Why those “why” questions in book reviews are so important

Volunteer-Reader-2014The Volunteer Reader program is in full swing now, and several eager reviewers have already dropped by to sign out their first galley copies for consideration. We’re open Monday to Friday, 9-5pm, so feel free to drop by anytime.

Book reviews can be intimidating at times, especially when it comes to articulating “why” you feel a certain way about a piece of writing. Below is a prosaic primer on why answering the “why” question is so important, which wraps up with a list of great “why” questions to frame your book review.

“Never ask too many ‘why’ questions, lest they get you in trouble.” The many variations of this kernel of cautionary advice should be familiar to anyone who’s had their sense of curiosity trivialized or stifled by others who claim to have no time for “big questions.”

It’s often easier to tackle the “little questions,” for sure. It’s much easier to spend a few minutes brainstorming “what should I make for dinner tonight?” than to wax philosophical about the nature of the cosmos: “Why is there something rather than nothing?”

The same goes for matters of taste in art and literature. It’s easy to say, “this book was amazing! I hope the author comes to Wordfest someday!” or “I disliked this novel so much that it drove me to drink. I’d rather read my life insurance policy!”

It’s much harder to explain “why” you feel a certain way about a book. Why does it leave you feeling elated, saddened, depressed, pensive, maybe inspired or perhaps wanting to throw something? Why does it provoke this response in you? Why does it leave you craving for more after you’ve finished reading it or, conversely, wishing that you’d never picked it up?

These kinds of “why” questions can be tough to answer. But tackling them is the best way you can help the Wordfest programming team decide whether a book is worth further consideration, and where it could fit in the program if included in the Festival.
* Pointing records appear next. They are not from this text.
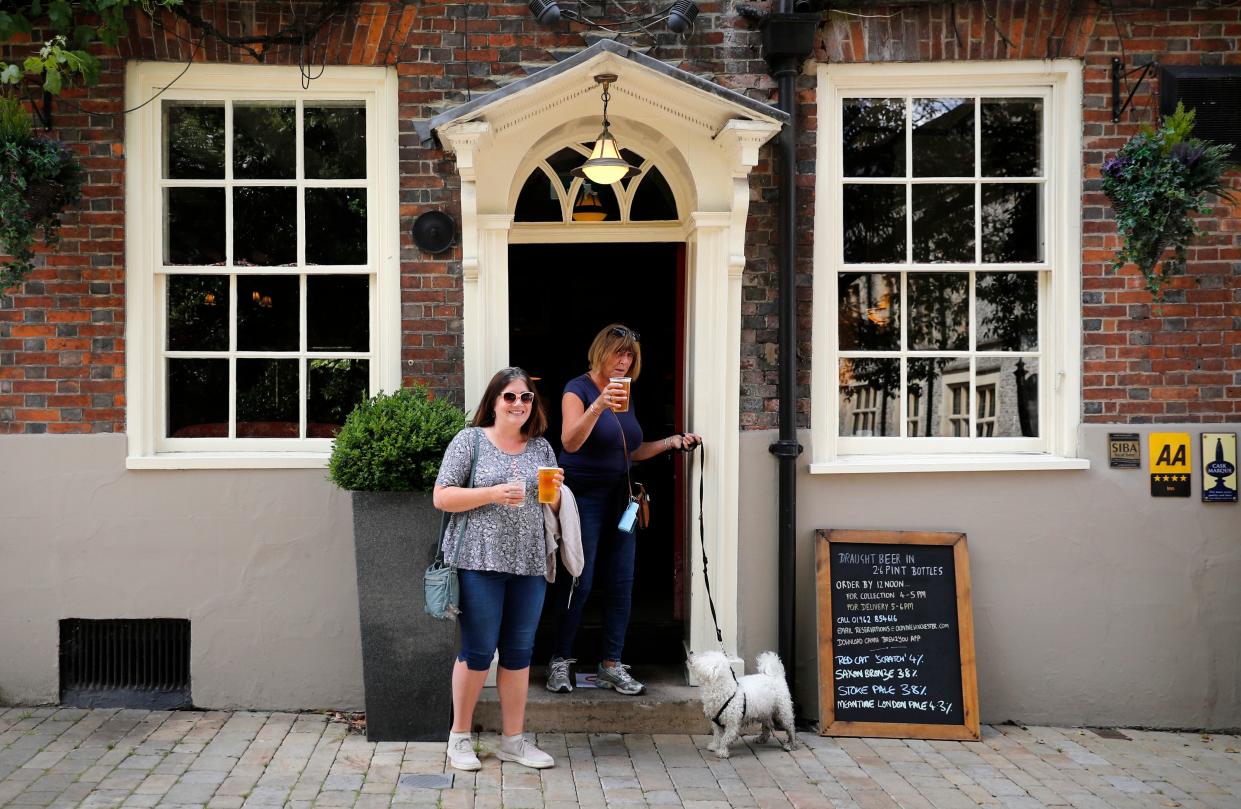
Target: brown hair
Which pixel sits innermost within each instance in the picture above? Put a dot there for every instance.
(612, 339)
(484, 416)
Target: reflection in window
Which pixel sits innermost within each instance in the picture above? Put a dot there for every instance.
(943, 222)
(264, 142)
(868, 397)
(943, 137)
(194, 140)
(255, 308)
(874, 137)
(870, 310)
(335, 140)
(874, 223)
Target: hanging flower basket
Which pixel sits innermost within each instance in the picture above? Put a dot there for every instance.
(39, 179)
(1157, 183)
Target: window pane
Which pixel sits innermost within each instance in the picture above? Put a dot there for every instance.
(335, 226)
(874, 223)
(267, 398)
(264, 226)
(1010, 407)
(335, 140)
(194, 140)
(1007, 308)
(197, 398)
(596, 204)
(870, 312)
(943, 138)
(335, 387)
(264, 140)
(938, 312)
(338, 313)
(653, 200)
(1012, 222)
(537, 201)
(942, 387)
(874, 137)
(197, 313)
(943, 222)
(868, 396)
(267, 313)
(194, 228)
(1013, 138)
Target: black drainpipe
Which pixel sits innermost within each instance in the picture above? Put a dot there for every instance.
(788, 40)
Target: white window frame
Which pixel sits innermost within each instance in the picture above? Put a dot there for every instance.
(1060, 83)
(144, 286)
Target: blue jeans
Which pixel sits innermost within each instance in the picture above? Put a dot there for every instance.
(499, 611)
(608, 555)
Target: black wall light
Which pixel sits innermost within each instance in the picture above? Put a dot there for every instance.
(679, 16)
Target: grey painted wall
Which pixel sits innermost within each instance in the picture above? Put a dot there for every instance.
(259, 561)
(1095, 603)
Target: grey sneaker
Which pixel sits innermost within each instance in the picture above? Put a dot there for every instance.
(618, 678)
(519, 748)
(461, 752)
(560, 676)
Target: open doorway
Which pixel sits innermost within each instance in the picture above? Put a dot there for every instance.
(560, 295)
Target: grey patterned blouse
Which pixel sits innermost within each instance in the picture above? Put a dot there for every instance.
(498, 537)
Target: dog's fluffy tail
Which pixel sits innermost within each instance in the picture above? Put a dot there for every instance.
(768, 663)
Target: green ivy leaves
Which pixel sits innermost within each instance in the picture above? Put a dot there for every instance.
(1157, 183)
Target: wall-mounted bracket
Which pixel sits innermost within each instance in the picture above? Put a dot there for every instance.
(1121, 72)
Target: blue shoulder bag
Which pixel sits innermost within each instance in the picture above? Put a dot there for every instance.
(439, 582)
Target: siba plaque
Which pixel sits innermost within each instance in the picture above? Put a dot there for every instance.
(1123, 451)
(1219, 467)
(1169, 464)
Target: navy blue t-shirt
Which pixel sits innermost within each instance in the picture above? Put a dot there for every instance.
(601, 458)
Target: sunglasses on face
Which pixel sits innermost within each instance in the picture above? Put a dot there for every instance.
(621, 331)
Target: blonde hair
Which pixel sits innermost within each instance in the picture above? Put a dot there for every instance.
(614, 338)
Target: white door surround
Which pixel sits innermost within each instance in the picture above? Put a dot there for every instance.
(705, 139)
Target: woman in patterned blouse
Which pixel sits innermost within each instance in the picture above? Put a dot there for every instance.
(500, 557)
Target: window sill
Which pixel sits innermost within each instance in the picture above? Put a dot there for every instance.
(228, 460)
(891, 464)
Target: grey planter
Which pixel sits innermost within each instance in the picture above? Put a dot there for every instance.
(407, 655)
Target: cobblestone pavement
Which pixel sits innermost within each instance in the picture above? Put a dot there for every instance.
(103, 758)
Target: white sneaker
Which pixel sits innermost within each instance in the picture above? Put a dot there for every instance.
(518, 748)
(461, 752)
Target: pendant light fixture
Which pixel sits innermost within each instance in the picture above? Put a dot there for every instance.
(604, 165)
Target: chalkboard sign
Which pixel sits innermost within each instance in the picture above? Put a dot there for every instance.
(896, 635)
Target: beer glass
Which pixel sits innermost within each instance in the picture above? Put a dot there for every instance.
(547, 484)
(624, 381)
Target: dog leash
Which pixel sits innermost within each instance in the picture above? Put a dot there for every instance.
(706, 580)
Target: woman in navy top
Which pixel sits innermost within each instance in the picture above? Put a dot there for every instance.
(595, 463)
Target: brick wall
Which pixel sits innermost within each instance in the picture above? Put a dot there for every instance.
(62, 334)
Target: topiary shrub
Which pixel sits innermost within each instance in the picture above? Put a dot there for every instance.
(394, 442)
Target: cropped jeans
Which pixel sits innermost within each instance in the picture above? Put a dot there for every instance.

So, stop by the Wordfest office from now until June. Sign up to be a Volunteer Reader. Grab a review copy, say “hi,” and take as many free bookmarks as you’d like. We’d love to meet you! Check wordfest.com for more details on participating in the Volunteer Reader program. Below are some of the big “why” questions that we think matter most in a review:

  • What response did you have to the book? Why do you think it evoked that response?
  • What do you think the author was trying to achieve in this book? Does it do what it set out to do? Does its goal seem worthwhile? Why or why not?
  • What audience(s) do you think the book is written towards? Do you think it would be appreciated by that audience? Do you think it would have any appeal outside that audience? Why or why not?